Note-se que, diferentemente de muitos outros países pobres, o Brasil tem instituições sólidas e estruturadas


Dois exemplos bastam para ilustrá-lo. A grande maioria dos países, incluindo os desenvolvidos, debate-se atualmente com o problema da garantia ao público do acesso às informações detidas pelo Estado. O Brasil é, talvez, o único país em que isso é assegurado irrestritamente na Constituição (art. 5º, inciso 33). Por que, então, há tão pouco acesso real à informação no Brasil? O que falta são mecanismos administrativos para materializar esse acesso -no que as iniciativas de governo eletrônico têm papel muito importante, desde que corretamente concebidas e articuladas entre si.
Outro exemplo é o fato de que grande parte da corrupção acontece nas licitações públicas. A legislação brasileira para licitações é uma das mais aperfeiçoadas do mundo. Um estudo comparativo realizado pela Transparência Internacional entre ambientes de licitação pública em mais de dez países latino-americanos situou o Brasil no alto da escala, a grande distância do mais próximo.
O que falta no país para que as licitações sejam mais limpas não é um reordenamento legal, mas a disseminação de procedimentos conformados à lei, a educação dos quadros administrativos (incluindo os do Judiciário) para que entendam como aplicar as regras, a estimulação dos segmentos econômicos para que defendam seus direitos e interesses, a difusão de informações detalhadas sobre os gastos públicos, de forma a permitir o controle da imprensa e das comunidades. Seria papel de uma agência anticorrupção especificar as medidas a serem tomadas pelos diferentes órgãos e poderes do Estado para atingir esses -e outros- objetivos.
Vários países, entre eles diversos do Primeiro Mundo, fundaram agências como a preconizada pela Transparência Brasil. Não o fizeram porque faltassem leis ou porque considerassem suas instituições apodrecidas. Fizeram-no porque reconheceram a complexidade intrínseca da corrupção e a necessidade de melhor articular os mecanismos de controle do Estado e da sociedade.
Numa democracia representativa, o mecanismo de controle mais fundamental de todos é o voto. Em 28 de outubro, o eleitor brasileiro escolheu Lula e seus compromissos de campanha. Em particular, escolheu um candidato que se comprometeu a exercer um combate organizado à corrupção.
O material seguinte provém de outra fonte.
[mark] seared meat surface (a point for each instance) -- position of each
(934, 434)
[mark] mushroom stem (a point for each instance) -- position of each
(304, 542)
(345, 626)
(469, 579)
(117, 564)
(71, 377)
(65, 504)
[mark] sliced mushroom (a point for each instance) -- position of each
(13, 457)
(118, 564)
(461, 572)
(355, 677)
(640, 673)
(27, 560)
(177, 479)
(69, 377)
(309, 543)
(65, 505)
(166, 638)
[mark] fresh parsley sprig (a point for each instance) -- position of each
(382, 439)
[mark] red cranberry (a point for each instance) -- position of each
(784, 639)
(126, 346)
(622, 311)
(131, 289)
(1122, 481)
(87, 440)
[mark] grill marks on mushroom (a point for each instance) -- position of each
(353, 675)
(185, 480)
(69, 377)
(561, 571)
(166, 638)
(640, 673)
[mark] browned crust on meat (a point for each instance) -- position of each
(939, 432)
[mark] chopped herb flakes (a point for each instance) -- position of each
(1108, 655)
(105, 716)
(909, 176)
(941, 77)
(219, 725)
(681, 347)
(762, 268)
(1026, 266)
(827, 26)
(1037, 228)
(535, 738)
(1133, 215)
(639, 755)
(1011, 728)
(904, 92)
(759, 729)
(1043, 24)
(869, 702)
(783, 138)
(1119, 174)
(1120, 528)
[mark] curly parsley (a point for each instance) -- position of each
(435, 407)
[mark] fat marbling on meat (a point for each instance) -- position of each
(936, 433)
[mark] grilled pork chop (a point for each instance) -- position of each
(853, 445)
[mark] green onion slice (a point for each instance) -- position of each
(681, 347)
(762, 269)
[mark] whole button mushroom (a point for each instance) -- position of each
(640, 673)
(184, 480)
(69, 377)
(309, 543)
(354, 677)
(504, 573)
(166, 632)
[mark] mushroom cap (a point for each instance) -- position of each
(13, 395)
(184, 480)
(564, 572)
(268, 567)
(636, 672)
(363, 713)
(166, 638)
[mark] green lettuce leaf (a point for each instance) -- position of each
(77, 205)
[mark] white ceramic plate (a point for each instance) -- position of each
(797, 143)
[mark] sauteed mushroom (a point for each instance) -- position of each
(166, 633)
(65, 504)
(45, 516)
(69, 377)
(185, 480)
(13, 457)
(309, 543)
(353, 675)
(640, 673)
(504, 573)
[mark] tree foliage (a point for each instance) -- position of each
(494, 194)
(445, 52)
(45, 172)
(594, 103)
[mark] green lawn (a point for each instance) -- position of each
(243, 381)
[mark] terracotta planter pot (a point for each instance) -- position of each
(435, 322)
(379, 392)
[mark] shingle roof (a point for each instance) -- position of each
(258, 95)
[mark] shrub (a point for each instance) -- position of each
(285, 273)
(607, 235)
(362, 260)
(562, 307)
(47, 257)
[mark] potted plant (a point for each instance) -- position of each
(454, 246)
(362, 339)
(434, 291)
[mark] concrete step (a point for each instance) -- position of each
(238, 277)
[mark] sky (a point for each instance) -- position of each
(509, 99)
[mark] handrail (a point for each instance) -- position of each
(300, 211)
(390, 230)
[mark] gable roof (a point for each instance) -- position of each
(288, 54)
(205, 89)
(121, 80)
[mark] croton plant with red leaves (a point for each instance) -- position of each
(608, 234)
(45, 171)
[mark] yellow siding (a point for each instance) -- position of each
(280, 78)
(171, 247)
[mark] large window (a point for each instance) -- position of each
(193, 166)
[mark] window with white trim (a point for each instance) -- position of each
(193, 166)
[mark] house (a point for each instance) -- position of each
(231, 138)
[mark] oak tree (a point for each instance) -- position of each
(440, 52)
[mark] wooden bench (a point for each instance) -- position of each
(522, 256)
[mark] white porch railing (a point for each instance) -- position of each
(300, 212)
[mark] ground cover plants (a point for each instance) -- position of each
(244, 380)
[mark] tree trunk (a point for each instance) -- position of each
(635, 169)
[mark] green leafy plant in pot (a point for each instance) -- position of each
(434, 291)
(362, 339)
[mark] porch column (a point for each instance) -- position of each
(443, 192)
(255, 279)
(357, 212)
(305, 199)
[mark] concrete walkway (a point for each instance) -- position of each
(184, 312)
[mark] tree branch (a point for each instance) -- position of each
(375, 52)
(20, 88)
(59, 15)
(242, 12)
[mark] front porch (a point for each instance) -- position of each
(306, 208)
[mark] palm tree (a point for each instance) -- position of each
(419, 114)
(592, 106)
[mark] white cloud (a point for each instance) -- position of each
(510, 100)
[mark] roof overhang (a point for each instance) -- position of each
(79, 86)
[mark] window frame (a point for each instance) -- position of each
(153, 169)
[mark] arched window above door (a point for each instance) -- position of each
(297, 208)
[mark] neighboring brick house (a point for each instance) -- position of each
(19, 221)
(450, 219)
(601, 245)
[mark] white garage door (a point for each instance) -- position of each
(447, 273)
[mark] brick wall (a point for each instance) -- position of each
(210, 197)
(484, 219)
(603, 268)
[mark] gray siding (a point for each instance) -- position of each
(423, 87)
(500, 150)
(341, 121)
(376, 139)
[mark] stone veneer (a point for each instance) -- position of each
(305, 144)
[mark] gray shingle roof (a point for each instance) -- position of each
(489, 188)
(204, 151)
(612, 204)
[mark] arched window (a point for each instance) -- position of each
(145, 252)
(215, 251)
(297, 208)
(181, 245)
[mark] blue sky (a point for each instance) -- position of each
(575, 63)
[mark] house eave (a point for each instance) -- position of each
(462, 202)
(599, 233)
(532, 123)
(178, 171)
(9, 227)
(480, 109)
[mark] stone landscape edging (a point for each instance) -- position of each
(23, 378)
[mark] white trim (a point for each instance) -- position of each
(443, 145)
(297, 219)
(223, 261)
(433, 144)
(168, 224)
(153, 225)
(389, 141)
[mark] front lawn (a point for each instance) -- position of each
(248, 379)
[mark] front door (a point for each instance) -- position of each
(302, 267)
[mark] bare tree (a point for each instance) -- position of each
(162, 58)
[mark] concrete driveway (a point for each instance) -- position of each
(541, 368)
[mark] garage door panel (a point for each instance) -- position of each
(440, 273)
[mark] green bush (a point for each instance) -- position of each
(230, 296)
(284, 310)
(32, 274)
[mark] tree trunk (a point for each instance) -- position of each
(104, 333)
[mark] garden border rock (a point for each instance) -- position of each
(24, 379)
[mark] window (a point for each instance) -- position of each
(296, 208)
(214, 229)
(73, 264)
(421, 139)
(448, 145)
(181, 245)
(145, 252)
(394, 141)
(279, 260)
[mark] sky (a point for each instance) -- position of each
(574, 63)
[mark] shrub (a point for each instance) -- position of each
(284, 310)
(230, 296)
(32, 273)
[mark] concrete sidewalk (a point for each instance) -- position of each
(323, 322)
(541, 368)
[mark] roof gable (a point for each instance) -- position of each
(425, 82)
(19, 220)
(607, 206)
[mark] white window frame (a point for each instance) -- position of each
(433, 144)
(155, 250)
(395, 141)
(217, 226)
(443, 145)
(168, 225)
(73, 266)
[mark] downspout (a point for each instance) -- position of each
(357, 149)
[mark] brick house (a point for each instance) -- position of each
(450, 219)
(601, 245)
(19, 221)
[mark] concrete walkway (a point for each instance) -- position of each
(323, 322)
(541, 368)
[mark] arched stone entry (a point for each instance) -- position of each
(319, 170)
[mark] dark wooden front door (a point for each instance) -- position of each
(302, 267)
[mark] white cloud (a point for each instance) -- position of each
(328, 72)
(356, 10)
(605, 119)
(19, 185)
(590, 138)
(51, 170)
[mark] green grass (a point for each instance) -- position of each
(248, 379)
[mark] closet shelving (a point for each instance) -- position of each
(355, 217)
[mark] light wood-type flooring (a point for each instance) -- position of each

Lula reiterou a promessa em seu pronunciamento de 29 de outubro, afirmando que "a dura travessia que o Brasil enfrentará exigirá austeridade no uso do dinheiro público e combate implacável à corrupção". Agora é cumprir.


Cláudio Weber Abramo, bacharel em matemática e mestre em filosofia da ciência, é secretário-geral da ONG Transparência Brasil (www.transparencia.org.br) e membro do Conselho Diretor da Transparency International.